Este año coincidieron, el ocho de abril, la Pascua florida cristiana y la conmemoración budista del nacimiento de Shakamuni; en sincronía, además, con los cerezos en flor. Si la última cena del Nazareno hubiera sido en Japón, habrían compartido arroz y bebido sake, en vez de pan y vino. Me reuní en Tokyo a charlar con un grupo interreligioso, en el marco de un brindis al aire libre; en Murcia lo habríamos hecho con un tinto en las barracas.
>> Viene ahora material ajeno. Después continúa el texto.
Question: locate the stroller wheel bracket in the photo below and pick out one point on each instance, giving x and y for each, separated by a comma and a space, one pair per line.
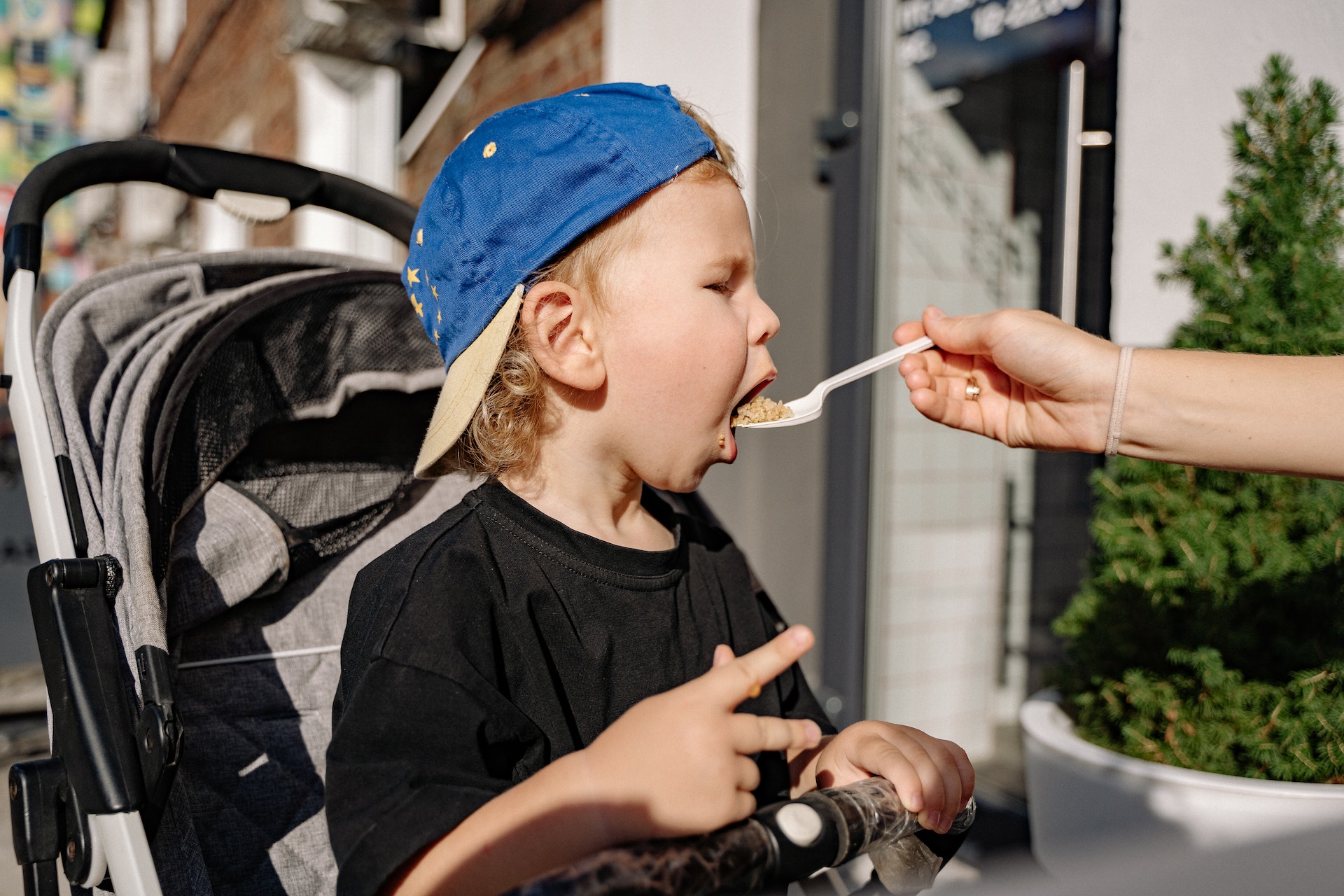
81, 662
74, 511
Espontáneamente, se suma a la fiesta un grupo de “gente sin techo”, de quienes plantan tenderetes ilegales en el mismo recinto del parque.

No perdemos tiempo en discutir sobre reencarnación y resurrección, ni en cotejar nacimientos maravillosos: el elefante de la leyenda sobre el nacimiento virginal de Gautama y el ángel Gabriel del evangelio. Budistas y cristianos actualizados descubren tras lo simbólico el misterio de la Vida que vivifica toda vida.

Gautama Shakamuni, sabio de los Shaka llamado el Buda o Iluminado, despertó y. ayudó al despertar de otras personas a la espiritualidad y la compasión. Jesús, profeta de Nazaret, para sus seguidores el Cristo o Ungido, guiado por el Espíritu, pasó por el mundo animando y liberando. Ambos parecen ateos, peligrosos para la religión y los poderes establecidos. Ambos reaccionan ante la agresividad crispada con serenidad dialogante. Ambos originan movimientos de transformación de la religiosidad: de lo exterior a lo interior y del egoísmo a la solidaridad. Ambos son traicionados por sus herederos: restauración involutiva de estructuras dogmatizadoras, moralizantes o ritualistas, contra las que Gautama y Jesús se rebelaron. El rey Ashoka protegió al budismo y el emperador Constantino al cristianismo. Las confesionalidades estatales (con “subvenciones”) desactivan la espiritualidad.

Pero en ambas tradiciones, tras el invierno, rebrota vida. Budistas y cristianos, bajo el cerezo, compartimos esperanza desde la iluminación y la resurrección. El encuentro anima, pero no hay que adormecerse. Urge el compromiso por la paz y la vida: fomentar juntos, local e interculturalmente, procesos de paz y procesos de vida. El intercambio me ha recargado las pilas para un doble compromiso: la ética de la liberación y la bioética global.